Des horreurs télévisuelles, il y en a à foison. Je ne pouvais rédiger cette chronique sans évoquer un musée de l’étrange à lui tout seul : Fort Boyard. Autant vous le dire tout de suite (et je dis souvent « autant vous le dire tout de suite »), je n’ai jamais rien compris à ce jeu :

Des candidats qui courent dans un château sur pilotis, à la recherche de clés dissimulées sous des rats ou dans une mygale, qui à peine entrés dans une salle de torture, s’entendent hurler : « Sors, SORS, SOOOOOOOOORS », qui ne comprennent rien aux énigmes du père Fouras, qui sont faits prisonniers à leur grand désespoir, puis libérés, puis re-prisonniers mais volontairement, qui au bout du compte échouent à toutes les épreuves, mais qui gagnent toujours à la fin, suite à la résolution d’une énigme insondable digne des plus grandes heures d’un autre jeu mémorable : Pyramide.

–        Alors, vous avez « chiffon », « boudin », « clafoutis ». Vous pensez à quoi ?

–        Blablabla, on pense à « morue », Olivier.

Et les pièces tombent.

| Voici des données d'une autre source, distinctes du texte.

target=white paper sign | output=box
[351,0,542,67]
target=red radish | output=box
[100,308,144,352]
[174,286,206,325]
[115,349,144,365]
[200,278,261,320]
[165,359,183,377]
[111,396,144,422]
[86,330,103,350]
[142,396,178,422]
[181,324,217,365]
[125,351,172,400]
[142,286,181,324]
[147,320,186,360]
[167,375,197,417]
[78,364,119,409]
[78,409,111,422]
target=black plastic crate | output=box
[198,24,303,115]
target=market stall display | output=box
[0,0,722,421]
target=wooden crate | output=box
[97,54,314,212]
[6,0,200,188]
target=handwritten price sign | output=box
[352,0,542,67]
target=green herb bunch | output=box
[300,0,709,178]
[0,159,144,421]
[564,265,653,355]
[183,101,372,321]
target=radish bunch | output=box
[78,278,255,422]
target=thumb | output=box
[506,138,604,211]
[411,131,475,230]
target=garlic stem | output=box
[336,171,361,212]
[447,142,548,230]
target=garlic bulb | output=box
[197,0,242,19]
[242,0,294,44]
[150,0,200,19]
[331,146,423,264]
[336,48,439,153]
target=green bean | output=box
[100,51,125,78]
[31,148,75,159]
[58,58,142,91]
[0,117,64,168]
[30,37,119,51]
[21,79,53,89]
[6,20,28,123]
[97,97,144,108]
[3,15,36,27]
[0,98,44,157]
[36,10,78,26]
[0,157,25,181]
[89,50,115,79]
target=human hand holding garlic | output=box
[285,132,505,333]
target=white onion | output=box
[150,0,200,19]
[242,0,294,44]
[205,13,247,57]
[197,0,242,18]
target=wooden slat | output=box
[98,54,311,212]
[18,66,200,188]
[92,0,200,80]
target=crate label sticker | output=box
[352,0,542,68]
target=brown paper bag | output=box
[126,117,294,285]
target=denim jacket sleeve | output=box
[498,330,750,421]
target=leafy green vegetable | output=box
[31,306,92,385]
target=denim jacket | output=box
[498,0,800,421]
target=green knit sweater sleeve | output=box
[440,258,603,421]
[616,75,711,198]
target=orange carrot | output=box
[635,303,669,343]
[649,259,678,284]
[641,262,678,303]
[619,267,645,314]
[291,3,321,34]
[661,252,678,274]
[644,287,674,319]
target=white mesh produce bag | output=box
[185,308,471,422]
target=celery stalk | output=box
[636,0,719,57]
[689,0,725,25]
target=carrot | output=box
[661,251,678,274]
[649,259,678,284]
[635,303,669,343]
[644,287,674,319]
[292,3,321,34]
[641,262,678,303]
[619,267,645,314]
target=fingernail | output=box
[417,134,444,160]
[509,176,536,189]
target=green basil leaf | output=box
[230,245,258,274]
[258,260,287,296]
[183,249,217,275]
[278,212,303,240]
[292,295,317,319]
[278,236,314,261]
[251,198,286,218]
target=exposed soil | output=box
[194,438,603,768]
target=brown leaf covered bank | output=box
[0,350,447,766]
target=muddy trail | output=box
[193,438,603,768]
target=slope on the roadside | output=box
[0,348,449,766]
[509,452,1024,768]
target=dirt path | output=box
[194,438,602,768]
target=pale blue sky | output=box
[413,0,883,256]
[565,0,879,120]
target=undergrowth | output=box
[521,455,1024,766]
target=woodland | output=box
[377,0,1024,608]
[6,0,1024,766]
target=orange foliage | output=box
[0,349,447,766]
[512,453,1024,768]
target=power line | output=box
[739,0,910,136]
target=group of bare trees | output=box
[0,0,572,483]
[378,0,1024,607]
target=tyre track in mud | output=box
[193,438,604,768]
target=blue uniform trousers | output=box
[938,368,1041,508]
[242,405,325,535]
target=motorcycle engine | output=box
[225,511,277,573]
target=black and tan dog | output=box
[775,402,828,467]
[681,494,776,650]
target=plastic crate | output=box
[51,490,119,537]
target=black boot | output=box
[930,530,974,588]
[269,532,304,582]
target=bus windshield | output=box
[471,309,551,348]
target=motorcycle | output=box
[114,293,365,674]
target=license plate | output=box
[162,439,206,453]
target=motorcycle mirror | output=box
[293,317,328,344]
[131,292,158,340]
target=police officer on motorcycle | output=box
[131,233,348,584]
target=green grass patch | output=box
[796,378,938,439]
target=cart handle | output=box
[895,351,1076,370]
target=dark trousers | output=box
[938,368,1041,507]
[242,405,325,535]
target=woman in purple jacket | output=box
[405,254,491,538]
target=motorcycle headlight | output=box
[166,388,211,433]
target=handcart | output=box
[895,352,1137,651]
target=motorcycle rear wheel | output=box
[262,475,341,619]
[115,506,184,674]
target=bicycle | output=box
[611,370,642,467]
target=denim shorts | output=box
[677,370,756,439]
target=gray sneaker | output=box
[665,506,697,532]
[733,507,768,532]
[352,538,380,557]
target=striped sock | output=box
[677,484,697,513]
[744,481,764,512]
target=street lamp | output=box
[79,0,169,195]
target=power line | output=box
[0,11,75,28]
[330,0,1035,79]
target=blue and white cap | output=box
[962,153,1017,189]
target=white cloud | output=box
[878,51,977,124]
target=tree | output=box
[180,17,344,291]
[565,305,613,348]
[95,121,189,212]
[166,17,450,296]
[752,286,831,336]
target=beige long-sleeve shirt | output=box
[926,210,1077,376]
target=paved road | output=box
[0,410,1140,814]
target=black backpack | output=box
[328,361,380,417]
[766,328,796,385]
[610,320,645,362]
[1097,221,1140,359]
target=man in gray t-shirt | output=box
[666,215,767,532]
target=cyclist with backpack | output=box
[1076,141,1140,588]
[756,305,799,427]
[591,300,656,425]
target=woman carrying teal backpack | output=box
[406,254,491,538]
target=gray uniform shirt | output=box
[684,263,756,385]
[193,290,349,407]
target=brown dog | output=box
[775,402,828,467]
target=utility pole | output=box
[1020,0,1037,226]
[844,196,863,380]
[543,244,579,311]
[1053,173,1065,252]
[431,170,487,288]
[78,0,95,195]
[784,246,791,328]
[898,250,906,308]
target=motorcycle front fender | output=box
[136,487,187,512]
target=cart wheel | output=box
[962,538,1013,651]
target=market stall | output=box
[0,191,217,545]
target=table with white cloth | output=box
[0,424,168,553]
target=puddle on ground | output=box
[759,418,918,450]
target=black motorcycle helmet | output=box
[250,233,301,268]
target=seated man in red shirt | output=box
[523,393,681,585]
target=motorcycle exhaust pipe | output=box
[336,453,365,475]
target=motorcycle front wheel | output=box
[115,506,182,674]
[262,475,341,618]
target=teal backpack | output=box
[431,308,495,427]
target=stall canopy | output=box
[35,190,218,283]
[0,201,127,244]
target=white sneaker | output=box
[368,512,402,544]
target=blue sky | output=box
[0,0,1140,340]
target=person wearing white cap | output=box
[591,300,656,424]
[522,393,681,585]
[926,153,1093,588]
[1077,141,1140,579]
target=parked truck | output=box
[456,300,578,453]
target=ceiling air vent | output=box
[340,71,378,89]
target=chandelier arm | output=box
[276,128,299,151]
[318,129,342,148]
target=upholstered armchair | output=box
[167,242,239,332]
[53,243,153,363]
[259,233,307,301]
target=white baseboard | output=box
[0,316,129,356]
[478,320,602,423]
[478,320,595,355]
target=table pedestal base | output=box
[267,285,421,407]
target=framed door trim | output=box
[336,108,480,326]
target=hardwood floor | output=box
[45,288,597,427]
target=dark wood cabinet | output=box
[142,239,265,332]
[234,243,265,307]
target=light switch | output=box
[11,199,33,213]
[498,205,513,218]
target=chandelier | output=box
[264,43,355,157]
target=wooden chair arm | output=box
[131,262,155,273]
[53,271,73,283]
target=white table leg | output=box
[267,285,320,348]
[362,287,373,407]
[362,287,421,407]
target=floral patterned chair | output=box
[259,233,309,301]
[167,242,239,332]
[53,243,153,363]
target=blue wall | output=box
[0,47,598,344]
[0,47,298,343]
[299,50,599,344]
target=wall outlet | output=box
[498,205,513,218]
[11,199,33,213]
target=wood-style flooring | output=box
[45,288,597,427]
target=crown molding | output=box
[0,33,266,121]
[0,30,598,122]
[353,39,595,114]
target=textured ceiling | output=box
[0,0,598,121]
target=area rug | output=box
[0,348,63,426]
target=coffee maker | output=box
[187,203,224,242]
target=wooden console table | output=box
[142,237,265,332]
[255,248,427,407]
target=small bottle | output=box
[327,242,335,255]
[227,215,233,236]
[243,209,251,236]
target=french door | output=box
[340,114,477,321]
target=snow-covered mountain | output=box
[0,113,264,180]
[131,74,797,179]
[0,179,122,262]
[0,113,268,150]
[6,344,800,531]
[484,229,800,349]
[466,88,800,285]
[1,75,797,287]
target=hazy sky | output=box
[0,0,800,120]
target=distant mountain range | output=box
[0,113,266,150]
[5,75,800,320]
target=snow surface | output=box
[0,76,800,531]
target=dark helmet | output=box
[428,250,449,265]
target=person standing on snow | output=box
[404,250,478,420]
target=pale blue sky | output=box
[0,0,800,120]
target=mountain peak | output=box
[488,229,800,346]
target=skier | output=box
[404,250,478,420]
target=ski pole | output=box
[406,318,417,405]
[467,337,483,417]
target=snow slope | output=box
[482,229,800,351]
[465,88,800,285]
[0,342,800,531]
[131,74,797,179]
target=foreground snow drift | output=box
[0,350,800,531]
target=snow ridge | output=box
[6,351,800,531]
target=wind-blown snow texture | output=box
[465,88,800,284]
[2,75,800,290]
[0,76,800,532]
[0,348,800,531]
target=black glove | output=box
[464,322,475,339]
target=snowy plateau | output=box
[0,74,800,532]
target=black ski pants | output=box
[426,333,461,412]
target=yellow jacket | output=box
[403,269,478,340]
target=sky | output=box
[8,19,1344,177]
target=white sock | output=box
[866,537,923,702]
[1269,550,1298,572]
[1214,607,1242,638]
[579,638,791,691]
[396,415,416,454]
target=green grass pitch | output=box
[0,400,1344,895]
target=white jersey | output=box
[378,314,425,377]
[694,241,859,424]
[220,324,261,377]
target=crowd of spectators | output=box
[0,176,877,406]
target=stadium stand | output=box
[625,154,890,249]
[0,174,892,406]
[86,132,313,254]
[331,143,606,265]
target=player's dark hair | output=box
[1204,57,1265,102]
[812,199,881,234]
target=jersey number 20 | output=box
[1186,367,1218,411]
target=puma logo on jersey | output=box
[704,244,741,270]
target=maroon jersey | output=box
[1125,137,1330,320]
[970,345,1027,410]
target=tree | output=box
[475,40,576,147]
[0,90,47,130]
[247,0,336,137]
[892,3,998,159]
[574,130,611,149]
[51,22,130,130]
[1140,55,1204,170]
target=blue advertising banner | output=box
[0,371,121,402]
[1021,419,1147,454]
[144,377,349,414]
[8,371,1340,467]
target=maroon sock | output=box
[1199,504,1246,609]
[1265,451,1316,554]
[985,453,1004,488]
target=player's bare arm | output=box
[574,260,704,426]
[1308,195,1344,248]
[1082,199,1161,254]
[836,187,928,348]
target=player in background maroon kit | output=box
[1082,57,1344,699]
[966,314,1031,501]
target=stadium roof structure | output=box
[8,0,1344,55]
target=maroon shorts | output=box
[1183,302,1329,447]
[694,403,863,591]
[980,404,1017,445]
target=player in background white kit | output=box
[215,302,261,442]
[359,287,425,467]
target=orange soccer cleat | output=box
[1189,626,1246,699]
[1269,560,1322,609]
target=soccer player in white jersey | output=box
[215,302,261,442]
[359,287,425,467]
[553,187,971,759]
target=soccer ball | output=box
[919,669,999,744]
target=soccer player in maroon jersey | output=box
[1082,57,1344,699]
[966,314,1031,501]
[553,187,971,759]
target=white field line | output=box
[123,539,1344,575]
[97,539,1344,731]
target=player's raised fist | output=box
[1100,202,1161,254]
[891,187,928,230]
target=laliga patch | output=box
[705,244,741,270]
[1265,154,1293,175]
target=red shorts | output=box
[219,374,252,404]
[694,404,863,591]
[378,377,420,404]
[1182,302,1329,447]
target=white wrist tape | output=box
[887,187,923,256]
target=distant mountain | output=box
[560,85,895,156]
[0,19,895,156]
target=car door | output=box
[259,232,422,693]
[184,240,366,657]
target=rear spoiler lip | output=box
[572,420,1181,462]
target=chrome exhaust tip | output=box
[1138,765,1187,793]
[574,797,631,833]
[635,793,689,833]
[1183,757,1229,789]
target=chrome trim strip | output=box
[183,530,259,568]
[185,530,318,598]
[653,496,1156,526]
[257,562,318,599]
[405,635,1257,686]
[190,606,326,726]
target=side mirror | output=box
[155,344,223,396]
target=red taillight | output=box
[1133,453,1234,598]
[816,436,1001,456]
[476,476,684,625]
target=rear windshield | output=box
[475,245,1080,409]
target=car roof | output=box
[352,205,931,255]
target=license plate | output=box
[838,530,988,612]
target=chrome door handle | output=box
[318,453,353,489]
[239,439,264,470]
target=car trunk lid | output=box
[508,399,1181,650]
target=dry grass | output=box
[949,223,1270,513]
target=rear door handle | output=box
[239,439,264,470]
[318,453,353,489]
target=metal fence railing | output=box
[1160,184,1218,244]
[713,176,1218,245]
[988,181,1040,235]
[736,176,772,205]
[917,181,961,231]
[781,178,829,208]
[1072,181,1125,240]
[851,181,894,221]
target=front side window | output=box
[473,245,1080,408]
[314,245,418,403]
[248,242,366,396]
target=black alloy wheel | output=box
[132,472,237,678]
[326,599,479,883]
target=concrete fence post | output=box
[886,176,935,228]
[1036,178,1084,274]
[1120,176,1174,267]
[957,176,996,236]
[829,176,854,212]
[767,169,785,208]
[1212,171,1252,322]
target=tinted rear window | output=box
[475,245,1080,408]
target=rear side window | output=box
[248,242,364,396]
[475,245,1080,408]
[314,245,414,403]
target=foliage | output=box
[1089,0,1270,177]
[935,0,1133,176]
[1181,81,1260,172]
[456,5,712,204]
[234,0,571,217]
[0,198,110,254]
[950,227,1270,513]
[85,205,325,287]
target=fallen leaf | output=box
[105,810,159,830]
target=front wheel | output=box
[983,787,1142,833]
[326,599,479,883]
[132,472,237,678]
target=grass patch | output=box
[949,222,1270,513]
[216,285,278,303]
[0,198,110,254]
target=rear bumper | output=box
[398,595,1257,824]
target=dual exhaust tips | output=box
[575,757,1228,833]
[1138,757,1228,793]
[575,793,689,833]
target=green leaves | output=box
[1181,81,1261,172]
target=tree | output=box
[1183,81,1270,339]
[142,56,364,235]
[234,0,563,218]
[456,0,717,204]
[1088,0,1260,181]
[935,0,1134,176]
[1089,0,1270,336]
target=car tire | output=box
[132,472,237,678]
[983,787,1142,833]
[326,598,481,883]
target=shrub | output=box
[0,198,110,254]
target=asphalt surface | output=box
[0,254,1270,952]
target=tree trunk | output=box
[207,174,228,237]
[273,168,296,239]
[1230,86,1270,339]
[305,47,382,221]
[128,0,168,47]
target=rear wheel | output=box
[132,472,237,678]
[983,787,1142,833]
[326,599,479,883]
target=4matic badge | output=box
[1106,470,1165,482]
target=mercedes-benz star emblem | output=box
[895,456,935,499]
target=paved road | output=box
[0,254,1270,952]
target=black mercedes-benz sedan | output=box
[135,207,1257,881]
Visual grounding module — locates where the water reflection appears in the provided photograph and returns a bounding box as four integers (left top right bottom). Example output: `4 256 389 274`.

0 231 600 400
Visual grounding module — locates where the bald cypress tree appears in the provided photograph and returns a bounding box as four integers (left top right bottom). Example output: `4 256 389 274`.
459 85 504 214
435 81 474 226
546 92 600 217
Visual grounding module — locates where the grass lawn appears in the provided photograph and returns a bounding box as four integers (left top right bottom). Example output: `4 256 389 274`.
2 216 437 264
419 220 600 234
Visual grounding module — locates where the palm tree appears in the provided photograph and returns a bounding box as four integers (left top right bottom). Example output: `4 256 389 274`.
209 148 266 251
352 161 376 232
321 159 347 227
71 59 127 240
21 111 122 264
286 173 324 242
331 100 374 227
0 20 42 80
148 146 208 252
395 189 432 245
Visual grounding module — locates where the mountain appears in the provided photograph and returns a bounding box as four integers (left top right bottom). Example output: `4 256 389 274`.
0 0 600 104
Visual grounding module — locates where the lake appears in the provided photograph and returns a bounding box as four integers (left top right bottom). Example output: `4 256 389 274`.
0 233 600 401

Toujours.

Là où je décroche vraiment, c’est sur l’intérêt de gagner.

Ils gagnent des boyards ! Ça sert à quoi, les boyards ? A acheter des scorpions en Boyardie, le pays où le premier ministre de la reine Blanche-Neige s’appelle Passe-Partout ?

Parlons-en de Passe-Partout.

Non, rassurez-vous, je ne basculerai pas dans l’humour malsain sur les personnes de petite taille. Ce qui me choque réellement dans Fort Boyard, c’est comment on lui parle, au petit gars. Privé de parole, on lui accorde juste un face caméra, tous doigts levés dès qu’une clé a été décrochée.

Et Olivier Minne s’adresse à lui comme à un gamin de 5 ans pas assez rapide : « Allez, vite vite vite, Passe-Partout, on te passe devant, tu nous rejoins et si tu te perds, demande ton chemin à la carte, hahaha »

Pauvre Passe-Partout…

Inventaire

Je crois qu’il est temps de terminer cet article par toutes les horreurs auxquelles vous avez échappé :

  • Mon accouchement
  • Les bricolages de ma fille pour la fête des mères
  • L’épisode 198 de l’inspecteur Derrick
  • Les rediffusions de la guerre des voisins dans feu « Sans aucun doute »
  • L’assassinat d’un anguille avec objet contondant par Maïté
  • Les knakki balls au coulis de framboise de mon amie cuisiniste Ute
  • La pub pour la lotion contre les mycoses sous les ongles de pieds
  • Et bien sûr, la plus célèbre réplique de l’exorciste : « Ta mère s… biiiip des biiiiip en enfer »

Happy Halloween un peu à l’avance et … à dada.